Brother and sister duo release children’s book about acne

Andrew and Jackie with a copy of their new children’s book. Andrew is the author. Jackie is the illustrator. Courtesy photo

By Hannah Saunders

Siblings Jackie and Andrew Oh teamed up to create “Pimple Perfect,” a children’s book that teaches young readers about acne and how to be confident in one’s skin.

The book’s inspiration comes from their experiences growing up with acne, the most common skin condition in the world.

Jackie and Andrew grew up in Bothell. Jackie is majoring in apparel design and film, animation and video at the Rhode Island School of Design. Andrew is a first-year student at the University of Washington School of Medicine and hopes to specialize in surgery.

“I picked up a minor in writing because I’ve always been interested in writing and I think it compliments medicine well,” Andrew said. “I realized I always wanted to write a book but never thought it’d be a children’s book.”

After graduating from Washington University in St. Louis, Mo., in May of 2020, Andrew returned home and applied to medical schools.

“I was spending a lot of time at home and told myself this would be a good time to chase that book dream I had,” Andrew said.

He started writing “Pimple Perfect” in May of 2021. Jackie is the book’s illustrator.

Although she has an artistic background and was creating illustrations in her apparel design class, it was the first time she’s created illustrations for a children’s book.

“I actually had my brother draw rough drafts for what he wanted the pages to look like,” Jackie said. “He did a wonderful job, went to every page and sketched it out.”

After receiving the rough drafts, Jackie cleaned them up and rendered them slightly more professional.

“It was a grueling process for me,” Jackie said. “Not because I was working with my brother, but more so because he’s family—I wanted to make it look as perfect as possible, which is ironic for the book because nothing is perfect.”

Andrew created “Pimple Perfect” for children ages 4 to 10 because that age range is generally pre-acne. He mentioned that most children don’t know how to deal with acne, which can create stigma in school settings and cause them to struggle with confidence and self-esteem.

“I chose the topic of doing acne because skin and pimples and skincare was something I’ve kind of wrestled with my whole life,” Andrew said. “It was a defining moment for me personally, so we thought that making a book about that would be really cool.”

Jackie mentioned she has also struggled with acne, but more so as an adult than during her teenage years.

“Pimple Perfect,” tells the story of a student, William, who had several red bumps on his face. His schoolmates notice them, which frightens him and compels him to search for answers.

The book also teaches readers what causes acne and the best hygienic practices for acne prevention. It also teaches kids how to be confident, regardless of pimples.

Jackie and Andrew self-published the book on Amazon on Sept. 22, 2021. When Jackie was in Rhode Island in the fall, Andrew reached out to the Seattle Children’s Hospital donation department and asked if they wanted some copies of their book.

“We donated 50 copies,” Andrew said. “I just drove over one morning and I dropped them off. I didn’t follow up, but afterward, they sent me a cool letter saying thanks so much.”

Andrew also donated several copies to Maywood Hills Elementary, where he attended grade school.

Future collaborations of children’s books are a possibility for Andrew and Jackie. Before “Pimple Perfect,” the two began working on a book about water safety, but they pivoted to acne because Andrew wanted to pursue that more.

“We’re not alone,” Andrew said. “Acne is the most common skin condition in the world and I find comfort in that. I find comfort in that so many people have acne.”
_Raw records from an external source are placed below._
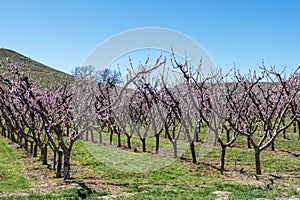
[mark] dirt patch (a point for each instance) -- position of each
(43, 179)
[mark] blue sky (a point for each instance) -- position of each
(62, 33)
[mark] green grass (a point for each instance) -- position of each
(12, 177)
(183, 180)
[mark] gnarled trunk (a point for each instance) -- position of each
(143, 144)
(193, 152)
(67, 155)
(59, 164)
(128, 141)
(156, 143)
(222, 158)
(44, 154)
(257, 160)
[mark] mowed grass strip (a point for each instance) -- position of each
(12, 177)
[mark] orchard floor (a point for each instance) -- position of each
(180, 180)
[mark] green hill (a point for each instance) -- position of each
(44, 75)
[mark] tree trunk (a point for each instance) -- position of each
(222, 158)
(54, 159)
(31, 147)
(87, 136)
(26, 144)
(119, 139)
(59, 165)
(20, 140)
(67, 155)
(228, 135)
(174, 143)
(128, 141)
(284, 131)
(272, 144)
(35, 150)
(193, 152)
(111, 136)
(249, 143)
(143, 144)
(92, 136)
(44, 152)
(298, 129)
(257, 161)
(100, 137)
(156, 143)
(3, 131)
(197, 137)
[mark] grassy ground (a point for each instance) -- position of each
(12, 178)
(178, 179)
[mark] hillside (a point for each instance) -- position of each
(45, 75)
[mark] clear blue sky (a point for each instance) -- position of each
(61, 33)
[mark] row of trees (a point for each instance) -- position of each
(149, 102)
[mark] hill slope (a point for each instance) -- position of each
(44, 75)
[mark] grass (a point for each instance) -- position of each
(12, 177)
(176, 179)
(183, 180)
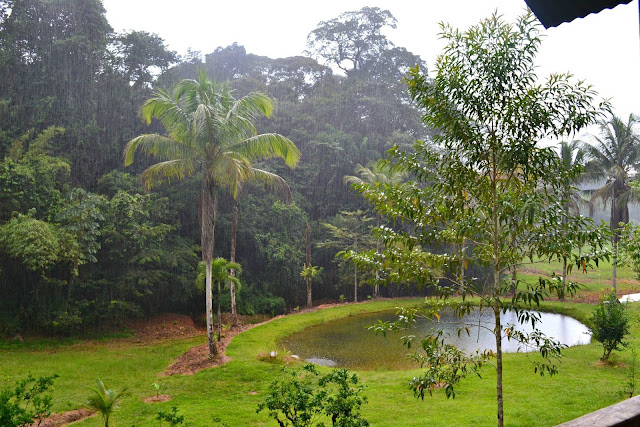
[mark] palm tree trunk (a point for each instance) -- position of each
(564, 278)
(308, 280)
(232, 286)
(378, 251)
(207, 227)
(355, 286)
(219, 313)
(614, 265)
(615, 219)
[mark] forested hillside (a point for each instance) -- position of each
(83, 243)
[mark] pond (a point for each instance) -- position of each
(348, 343)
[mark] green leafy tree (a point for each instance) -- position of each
(481, 181)
(221, 274)
(352, 40)
(308, 273)
(610, 324)
(104, 400)
(210, 133)
(379, 174)
(572, 156)
(302, 400)
(613, 156)
(350, 231)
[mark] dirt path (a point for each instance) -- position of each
(197, 358)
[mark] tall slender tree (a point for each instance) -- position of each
(614, 154)
(572, 156)
(379, 174)
(221, 273)
(210, 133)
(491, 113)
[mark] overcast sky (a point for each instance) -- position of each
(602, 49)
Jackie offered a word of advice for those struggling with acne.

“I think like everything—your appearance, your weight, your friendships—they’ll come and go— and so will pimples,” Jackie said. “My face is actually breaking out right now. In terms of advice— don’t touch them, it only makes them worse.”
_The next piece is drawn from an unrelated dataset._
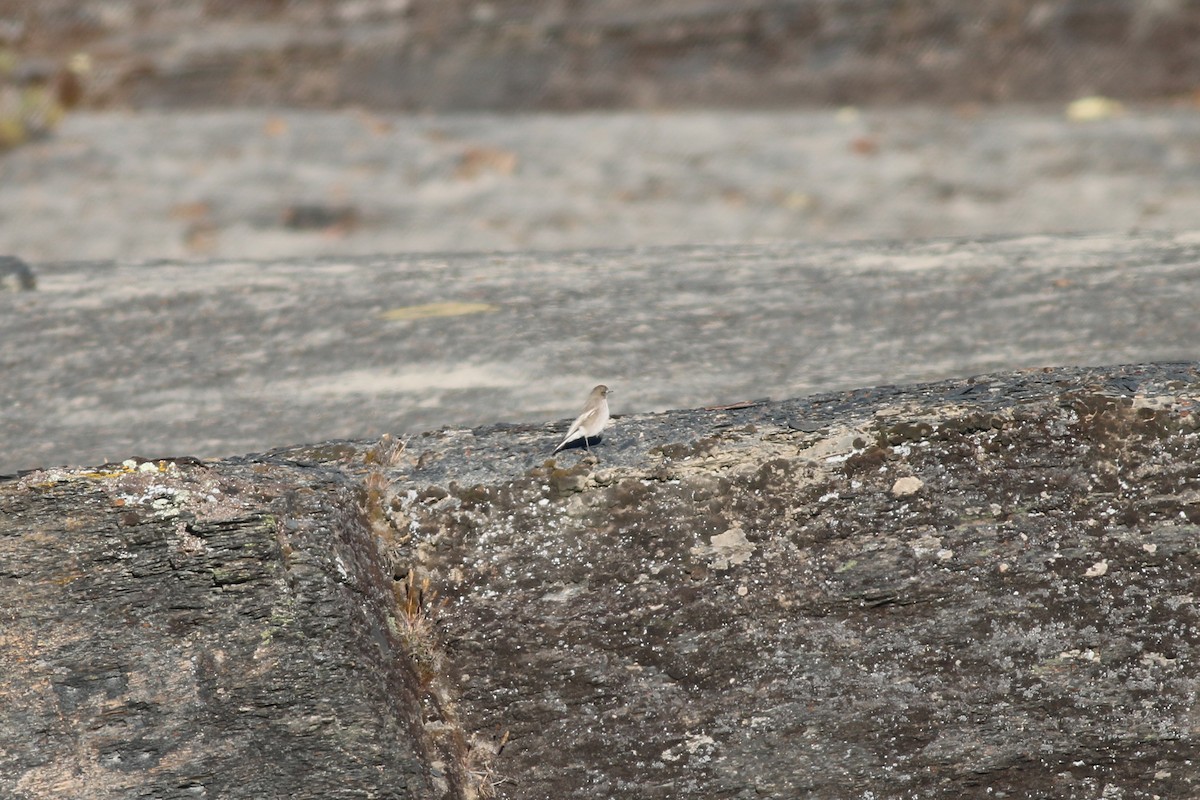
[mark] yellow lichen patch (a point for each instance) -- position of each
(437, 310)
Andrew said it’s imperative for those who have pimples to maintain self-confidence.

“I still get acne, and I still breakout and now the approach is different from when I was a kid,” he said. “We need to stay positive and not to be defined by what is on our face and our bodies. We need to be proud that we were made this way—we’re all beautifully made.”

A paperback version of “Pimple Perfect” can be purchased on Amazon for $6.99.